A pirataria é lícita? O hacker é um malfeitor ou um Robin Hood cibernético? É um democrata que socializa a tecnologia ou corsário que não respeita direitos alheios? É um anarquista moderno ou terrorista à antiga? Em outras palavras: vale tudo para acabar com o vale-tudo?
Estas perguntas foram sugeridas pela leitura de duas matérias: uma no Estado de S.Paulo (‘Os hackers que habilitaram o iPhone no Brasil’, domingo, 16/9, pág. C-5) e a outra neste Observatório (‘Notas sobre a construção de um jornalismo livre‘).
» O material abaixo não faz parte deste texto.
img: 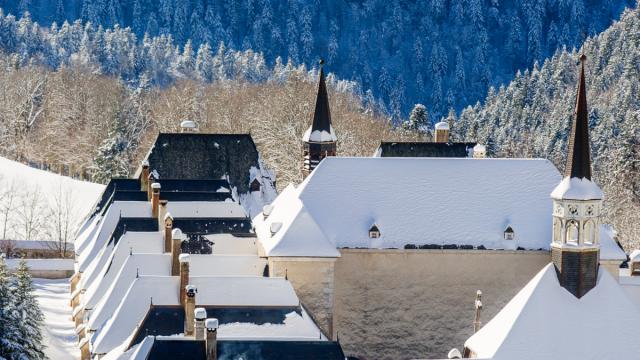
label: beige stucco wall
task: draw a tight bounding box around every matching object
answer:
[269,257,335,336]
[330,249,551,360]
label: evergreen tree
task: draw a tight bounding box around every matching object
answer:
[409,104,430,131]
[15,259,46,360]
[0,254,24,359]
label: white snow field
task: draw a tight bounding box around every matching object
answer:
[0,156,104,240]
[33,279,80,360]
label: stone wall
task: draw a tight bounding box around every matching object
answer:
[269,257,335,336]
[330,249,551,360]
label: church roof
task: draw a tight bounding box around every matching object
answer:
[254,157,560,256]
[303,62,337,142]
[374,141,476,157]
[565,55,591,180]
[465,264,640,360]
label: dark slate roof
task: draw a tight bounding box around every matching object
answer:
[311,62,331,133]
[109,217,158,245]
[138,133,259,193]
[93,179,140,215]
[378,141,476,157]
[147,339,345,360]
[173,218,251,235]
[147,339,207,360]
[564,55,591,180]
[129,305,302,346]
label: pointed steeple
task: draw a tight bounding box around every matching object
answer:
[564,54,591,180]
[311,60,331,133]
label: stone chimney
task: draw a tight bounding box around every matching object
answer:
[160,210,173,252]
[184,285,198,336]
[433,121,449,143]
[178,254,189,305]
[151,183,160,219]
[204,319,218,360]
[170,228,184,282]
[193,308,207,340]
[140,160,149,191]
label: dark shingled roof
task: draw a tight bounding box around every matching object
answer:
[311,62,331,133]
[138,133,259,193]
[129,305,302,346]
[564,55,591,180]
[378,141,476,157]
[147,339,345,360]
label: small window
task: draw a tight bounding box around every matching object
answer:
[566,221,579,245]
[369,224,380,239]
[504,226,516,240]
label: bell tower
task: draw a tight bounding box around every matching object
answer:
[302,60,338,178]
[551,55,603,298]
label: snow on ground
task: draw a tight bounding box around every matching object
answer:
[33,279,80,360]
[0,156,104,239]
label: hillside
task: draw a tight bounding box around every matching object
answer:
[455,10,640,248]
[0,157,104,249]
[0,0,634,119]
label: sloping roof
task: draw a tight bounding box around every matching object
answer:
[92,275,300,354]
[254,157,560,256]
[375,141,476,158]
[564,54,591,180]
[253,184,340,257]
[465,264,640,360]
[136,133,260,193]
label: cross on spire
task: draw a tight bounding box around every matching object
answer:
[311,60,331,133]
[564,54,591,180]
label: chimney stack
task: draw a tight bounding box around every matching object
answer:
[169,228,184,276]
[184,285,198,336]
[434,121,449,143]
[164,212,173,252]
[178,254,189,305]
[140,160,149,191]
[193,308,207,340]
[204,319,218,360]
[151,183,160,219]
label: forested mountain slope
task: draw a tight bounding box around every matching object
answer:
[454,10,640,248]
[0,0,634,119]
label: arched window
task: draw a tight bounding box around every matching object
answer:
[584,220,596,245]
[553,219,562,244]
[565,220,580,245]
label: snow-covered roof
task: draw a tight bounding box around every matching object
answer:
[465,264,640,360]
[92,276,300,354]
[85,254,172,330]
[600,224,627,262]
[254,157,560,256]
[551,176,604,200]
[79,231,164,296]
[436,121,449,130]
[302,125,338,142]
[76,201,151,272]
[253,184,340,257]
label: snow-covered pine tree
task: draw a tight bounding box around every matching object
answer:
[0,254,24,359]
[15,259,46,360]
[408,104,430,132]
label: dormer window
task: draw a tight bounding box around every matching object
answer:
[269,222,282,236]
[369,224,380,239]
[504,226,516,240]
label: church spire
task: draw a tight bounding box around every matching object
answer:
[564,54,591,180]
[311,60,331,133]
[302,60,338,177]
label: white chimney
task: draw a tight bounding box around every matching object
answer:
[193,308,207,340]
[205,319,218,360]
[180,120,198,133]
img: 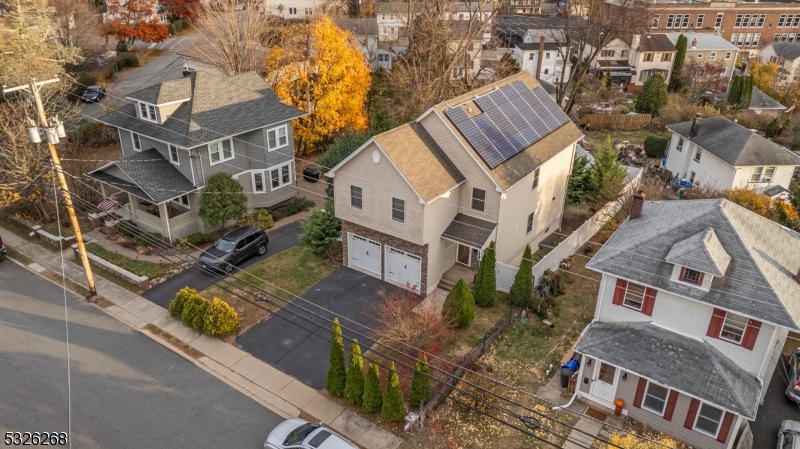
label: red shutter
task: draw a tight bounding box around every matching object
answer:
[683,398,700,430]
[717,412,733,443]
[633,377,647,408]
[706,309,728,338]
[611,279,628,306]
[664,390,678,421]
[642,287,658,316]
[742,320,761,350]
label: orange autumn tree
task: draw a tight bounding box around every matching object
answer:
[264,17,370,155]
[104,0,169,47]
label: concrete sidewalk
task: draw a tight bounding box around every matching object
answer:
[0,228,402,449]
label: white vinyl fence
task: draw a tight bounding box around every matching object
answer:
[496,167,642,293]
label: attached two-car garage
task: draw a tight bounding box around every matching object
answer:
[347,232,422,292]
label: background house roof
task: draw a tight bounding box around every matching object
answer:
[97,71,306,148]
[575,321,761,419]
[667,117,800,166]
[374,122,466,202]
[86,148,197,204]
[586,199,800,330]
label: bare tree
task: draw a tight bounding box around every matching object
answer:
[192,0,272,75]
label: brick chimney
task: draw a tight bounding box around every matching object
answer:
[689,112,703,137]
[536,34,544,80]
[630,190,645,220]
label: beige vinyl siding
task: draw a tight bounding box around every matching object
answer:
[333,142,425,245]
[497,144,575,265]
[616,371,737,449]
[422,187,459,294]
[420,112,500,222]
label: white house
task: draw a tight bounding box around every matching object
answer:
[575,195,800,449]
[667,117,800,192]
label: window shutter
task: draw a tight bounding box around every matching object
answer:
[683,398,700,430]
[633,377,647,408]
[706,309,728,338]
[717,412,733,443]
[612,279,628,306]
[642,287,658,316]
[664,390,678,421]
[742,320,761,350]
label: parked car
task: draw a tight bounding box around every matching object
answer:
[778,419,800,449]
[81,86,106,103]
[200,226,269,273]
[786,348,800,402]
[264,418,358,449]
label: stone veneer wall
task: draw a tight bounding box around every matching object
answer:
[342,220,428,298]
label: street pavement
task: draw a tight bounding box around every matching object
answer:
[0,260,282,448]
[236,267,396,390]
[750,355,800,448]
[142,222,303,309]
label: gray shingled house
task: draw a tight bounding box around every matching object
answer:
[86,72,305,241]
[575,195,800,449]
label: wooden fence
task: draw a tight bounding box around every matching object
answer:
[580,114,653,131]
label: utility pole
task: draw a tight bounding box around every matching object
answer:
[3,78,97,297]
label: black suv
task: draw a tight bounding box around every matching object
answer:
[200,226,269,273]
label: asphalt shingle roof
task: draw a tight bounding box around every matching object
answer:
[586,199,800,330]
[86,148,197,204]
[442,212,497,248]
[97,71,305,148]
[575,321,761,419]
[667,117,800,166]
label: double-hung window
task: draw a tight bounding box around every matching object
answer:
[169,144,181,165]
[269,162,292,190]
[208,139,233,165]
[131,133,142,151]
[694,403,724,438]
[392,198,406,223]
[642,382,669,415]
[267,125,289,151]
[350,186,364,210]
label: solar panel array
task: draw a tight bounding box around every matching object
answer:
[445,81,569,168]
Motivadas por interesses conflitantes, com entonações diferenciadas, originam-se na mesma relativização de ilegalidades e ilícitos.
O hino de louvor aos hackers nativos que ‘ganham fama e dinheiro’ por conseguirem driblar os mecanismos de proteção do iPhone americano foi entoado pelo Estadão dentro da estratégia de ‘arejar’ o noticiário sugerida pelos consultores da Opus Dei.
Estado de Direito
Ninguém se deu conta que a matéria é um incentivo à prevaricação e à pirataria. Ou melhor: em algum momento alguém parou para pensar e decidiu colocar na matéria que os ‘garotos prodígios’ podem ter problemas na Justiça. Por isso, omitiram-se o endereço e o telefone dos hackers. As preocupações legais ou morais pararam aí. Como era importante tornar a matéria mundana e charmosa, enfiaram-se os nomes de duas celebridades: Roberto Justus e Álvaro Garnero (assíduos freqüentadores da coluna social do jornal), que também contrataram o serviço dos hackers pela módica quantia de 600 reais para habilitar o aparelho que compraram nos EUA por 399 dólares.
Estão ferrados: comprar equipamentos pirateados também é crime. Pirataria passiva é como corrupção passiva.
As notas para um ‘jornalismo livre’ são fascinantes porque mostram como é fácil perverter e intoxicar o bom combate e as boas causas. A defesa do software livre e da TV digital efetivamente acessível, democratizada, são cruzadas legítimas, nada têm a ver com a entronização da figura e da atividade do hacker. Quando se quer reformar o Estado não se prega a hackeazação do Estado.
Num momento em que o mundo busca consensos, regulamentos e códigos é bom lembrar que a luta legítima contra a ‘ideologia da propriedade’ faz-se através da defesa do Estado de Direito.